The desktop, laptop, or workstation must meet the following requirements.

Runs supported OS environment - Windows or Linux
Contains a NVIDIA GPU that supports CUDA compute capability higher than 3.0
Has sufficient hardware resources

For more information, refer to Platform and Hardware Requirements.

Why GPUs?

In test cases, such as the real DCT gearbox case shown below, GPUs exceed CPUs in performance.

Real DCT gearbox case

13.5 million particles
Extremely complex geometry
3000 rpm
3.4 seconds of physical time
Pre processing: 2 days

On a per-server basis, a GPU server is more expensive than a CPU server (up to 80k versus 10-15k). It would take approximately 250 CPU servers to match a single GPU box in terms of performance. Overall, GPUs are much cheaper than CPUs.

Why does nanoFluidX only run on NVIDIA GPU models instead of extending to all brands?

The CUDA programming language nanoFluidX requires is only supported by NVIDIA.

Will nanoFluidX be supported on Windows?

As of the 2022.1 release, nanoFluidX is supported on Windows and is limited to a single GPU.

For more information, refer to Windows in the Run nanoFluidX documentation.

Can nanoFluidX run on a virtual machine under Windows? (Linux guest, Windows host)?

No.

What is the typical run time of a nanoFluidX simulation in terms of hours?
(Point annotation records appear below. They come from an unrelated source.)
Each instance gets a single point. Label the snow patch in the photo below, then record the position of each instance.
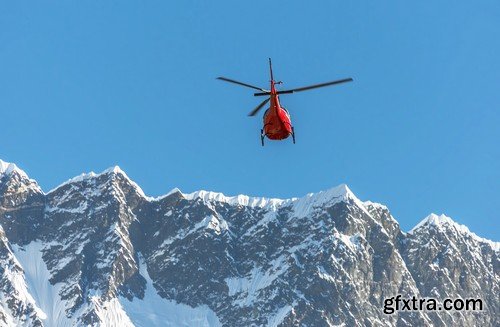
(443, 220)
(242, 200)
(37, 276)
(7, 168)
(154, 310)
This depends on a number of factors, but typical use cases can run between 2 and 120 hours.

Use Case: Factors
2 Hours: Single phase; 2000 RPM simple gearbox or differential; 3 to 5 s of physical time; 1 mm resolution; Runs on 1 Tesla V100 GPU
120 hours: Multiphase; 10,000 RPM e-motor or high-revving complex gearbox; 1.5 s of physical time; 0.5 mm resolution; Runs on 8Tesla V100 GPUs

In a 1-1 comparison with CPU-based SPH codes, nanoFluidX is significantly faster.

Which NVIDIA driver version do you recommend?
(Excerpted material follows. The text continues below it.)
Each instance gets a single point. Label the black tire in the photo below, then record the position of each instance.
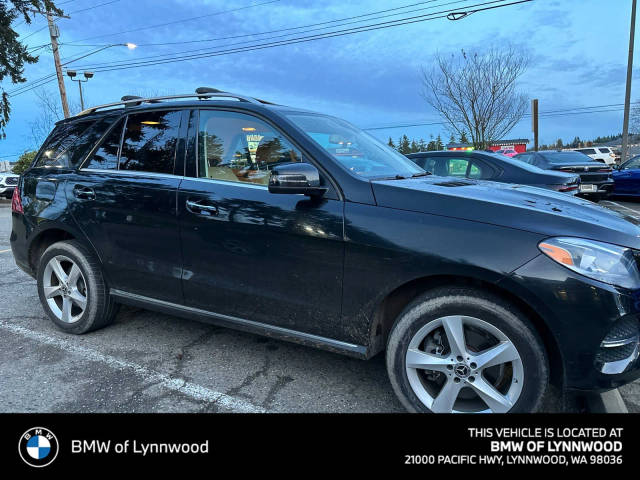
(456, 300)
(101, 309)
The latest available drivers are recommended in all scenarios.

For more information, refer to Hardware Requirements.

Does the driver version affect performance?
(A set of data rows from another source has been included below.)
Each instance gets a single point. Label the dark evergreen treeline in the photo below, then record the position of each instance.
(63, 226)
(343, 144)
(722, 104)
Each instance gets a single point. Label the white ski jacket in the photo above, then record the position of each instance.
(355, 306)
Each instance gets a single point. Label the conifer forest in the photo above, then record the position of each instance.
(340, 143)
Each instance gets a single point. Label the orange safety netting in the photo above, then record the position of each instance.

There might be slight improvements in newer versions, but they are not significant (maximum order of a few percent).

Do I need a CUDA installation?

No, all the required libraries are shipped with the nanoFluidX package.

Does the OS distribution/flavor affect performance?

There is no significant difference.

Which OS is recommended?

For a list of all supported OS, refer to Platform and Hardware Requirements. RHEL (and derivatives) or Ubuntu are the most used and tend to be the most thoroughly tested. As of the 2022.1 release, nanoFluidX is available on Windows.

How many particles do you recommend for the best GPU utilization?

For optimal efficiency, a least an average order of one to two million particles per GPU is recommended. When less particles per GPU are used it can result in decreased runtime.

Does nanoFluidX support any other MPI implementations?

Currently, no. There are no plans to do so in the near future.

How many GPUs do I need?

This depends on the run. Simple cases, coarse resolution, or single phase cases can be run on one or two GPUs. For what Altair considers an optimal setup, use of multiphase formulation and for peak accuracy, four GPUs are recommended to start. Eight or more GPUs are recommended for cutting edge simulation or high workloads.